An experiment carried out in a laboratory at the University Center of Patos de Minas by Nepomuceno e Silva (2011) concluded that graviola, due to its high cytotoxicity, should not be used as a preventive for cancer. However, if the disease is already established, soursop may be used in treatment, since it reduces the frequency of tumors in the body. Acting as a coadjuvant in the treatment, and should not be used as a substitute for treatments already established by medicine.
- Special care for the consumption of Graviola (fruit and tea).
Important: The information below refers to fruit and tea consumption. The consumption of the dried graviola extract in the form of capsules or liquid vitamin supplement does not pose a health risk as long as it is consumed as suggested by the manufacturer.

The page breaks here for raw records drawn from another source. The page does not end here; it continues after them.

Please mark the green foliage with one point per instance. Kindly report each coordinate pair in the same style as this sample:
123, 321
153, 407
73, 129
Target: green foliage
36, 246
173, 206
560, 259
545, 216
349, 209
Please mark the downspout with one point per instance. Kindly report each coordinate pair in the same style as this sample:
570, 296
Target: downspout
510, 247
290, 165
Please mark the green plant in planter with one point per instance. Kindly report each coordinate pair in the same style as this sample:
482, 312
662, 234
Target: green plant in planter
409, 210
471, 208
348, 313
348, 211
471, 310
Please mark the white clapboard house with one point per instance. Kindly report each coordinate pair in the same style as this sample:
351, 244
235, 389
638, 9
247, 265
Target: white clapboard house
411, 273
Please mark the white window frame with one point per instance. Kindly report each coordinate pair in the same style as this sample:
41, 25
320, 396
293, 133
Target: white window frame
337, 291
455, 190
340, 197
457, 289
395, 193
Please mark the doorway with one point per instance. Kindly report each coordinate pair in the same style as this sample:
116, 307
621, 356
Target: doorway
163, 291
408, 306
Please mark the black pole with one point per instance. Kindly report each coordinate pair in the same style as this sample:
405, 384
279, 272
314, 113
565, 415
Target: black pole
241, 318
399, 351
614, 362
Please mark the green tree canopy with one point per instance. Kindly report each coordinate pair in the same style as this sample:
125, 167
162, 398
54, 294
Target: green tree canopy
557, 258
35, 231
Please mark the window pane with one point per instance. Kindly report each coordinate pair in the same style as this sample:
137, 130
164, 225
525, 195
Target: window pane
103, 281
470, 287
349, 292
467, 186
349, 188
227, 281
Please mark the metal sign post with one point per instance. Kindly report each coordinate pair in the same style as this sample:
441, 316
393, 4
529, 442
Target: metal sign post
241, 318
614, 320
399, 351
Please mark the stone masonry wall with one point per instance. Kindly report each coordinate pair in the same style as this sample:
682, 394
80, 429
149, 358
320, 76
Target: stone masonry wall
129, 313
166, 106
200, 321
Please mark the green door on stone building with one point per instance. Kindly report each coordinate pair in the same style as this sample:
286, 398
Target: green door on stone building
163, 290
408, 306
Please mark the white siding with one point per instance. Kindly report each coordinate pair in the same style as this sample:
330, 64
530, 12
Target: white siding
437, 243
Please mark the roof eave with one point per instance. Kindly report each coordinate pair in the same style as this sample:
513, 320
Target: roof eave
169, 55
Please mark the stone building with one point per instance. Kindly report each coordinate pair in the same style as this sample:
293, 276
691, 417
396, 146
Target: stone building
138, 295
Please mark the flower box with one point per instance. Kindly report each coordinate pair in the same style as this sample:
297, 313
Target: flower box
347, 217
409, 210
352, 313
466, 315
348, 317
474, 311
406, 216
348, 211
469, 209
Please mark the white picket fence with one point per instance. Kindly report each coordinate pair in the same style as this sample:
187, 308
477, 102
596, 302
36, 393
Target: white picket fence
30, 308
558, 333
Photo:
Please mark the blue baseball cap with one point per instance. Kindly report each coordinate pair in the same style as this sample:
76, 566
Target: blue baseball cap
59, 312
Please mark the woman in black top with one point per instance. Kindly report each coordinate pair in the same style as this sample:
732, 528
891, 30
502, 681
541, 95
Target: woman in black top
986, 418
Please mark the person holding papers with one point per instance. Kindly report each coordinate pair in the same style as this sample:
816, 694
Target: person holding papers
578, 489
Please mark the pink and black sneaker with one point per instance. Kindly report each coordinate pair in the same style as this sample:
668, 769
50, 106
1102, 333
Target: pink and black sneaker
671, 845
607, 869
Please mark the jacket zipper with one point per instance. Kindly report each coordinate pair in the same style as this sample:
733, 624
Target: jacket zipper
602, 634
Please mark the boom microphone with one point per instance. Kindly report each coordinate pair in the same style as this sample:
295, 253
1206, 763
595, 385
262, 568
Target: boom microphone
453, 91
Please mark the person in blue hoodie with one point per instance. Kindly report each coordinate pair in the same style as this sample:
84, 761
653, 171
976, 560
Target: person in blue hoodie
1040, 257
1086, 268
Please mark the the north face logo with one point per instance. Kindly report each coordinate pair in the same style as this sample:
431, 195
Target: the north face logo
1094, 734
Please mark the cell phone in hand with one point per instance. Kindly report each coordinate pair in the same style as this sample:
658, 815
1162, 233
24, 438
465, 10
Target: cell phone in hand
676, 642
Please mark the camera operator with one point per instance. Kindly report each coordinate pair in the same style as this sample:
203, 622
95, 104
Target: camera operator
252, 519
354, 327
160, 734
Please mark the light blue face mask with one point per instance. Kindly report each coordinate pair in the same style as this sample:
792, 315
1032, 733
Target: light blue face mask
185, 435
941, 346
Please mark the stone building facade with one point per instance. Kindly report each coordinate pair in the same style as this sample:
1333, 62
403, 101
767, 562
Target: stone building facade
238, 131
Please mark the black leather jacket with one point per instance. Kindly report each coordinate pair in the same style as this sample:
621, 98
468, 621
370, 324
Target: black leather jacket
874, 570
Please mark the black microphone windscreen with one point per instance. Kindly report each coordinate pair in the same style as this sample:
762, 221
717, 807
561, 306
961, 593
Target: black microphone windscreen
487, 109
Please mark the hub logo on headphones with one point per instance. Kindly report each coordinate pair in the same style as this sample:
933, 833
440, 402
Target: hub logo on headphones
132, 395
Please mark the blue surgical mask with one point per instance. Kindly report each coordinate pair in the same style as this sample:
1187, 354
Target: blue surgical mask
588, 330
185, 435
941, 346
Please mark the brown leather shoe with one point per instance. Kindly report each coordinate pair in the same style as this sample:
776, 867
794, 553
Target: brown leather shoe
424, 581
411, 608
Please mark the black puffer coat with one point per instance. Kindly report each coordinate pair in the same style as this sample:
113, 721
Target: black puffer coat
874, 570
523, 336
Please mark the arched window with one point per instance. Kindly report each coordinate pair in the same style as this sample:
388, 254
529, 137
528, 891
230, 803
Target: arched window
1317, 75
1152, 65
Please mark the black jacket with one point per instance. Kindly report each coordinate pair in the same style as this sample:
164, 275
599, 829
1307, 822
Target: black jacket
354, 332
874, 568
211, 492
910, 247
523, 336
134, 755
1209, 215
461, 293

Hypotonia (low blood pressure): The consumption of soursop can lead to a reduction in blood pressure. People who have a tendency to reduce blood pressure need to ingest the fruit moderately because it is high in water and low in sodium.
Diabetics: Consumption should also be moderate and accompanied by a nutritionist as the fruit is rich in fructose and glucose, natural sugars that can rapidly raise blood glucose, even fruit, as a whole presenting a low glycemic index. The use of tea from graviola leaves for glycemic control also has no scientific evidence.
Toxicity: Tea consumption of leaves can lead to intoxication.
Excess consumption: Excess consumption of the fruit is related to the risk of neurodegenerative diseases similar to Parkinson's. Studies indicate that if an adult consumes a fruit per day, daily, for a year, it can present brain lesions similar to the research done in mice.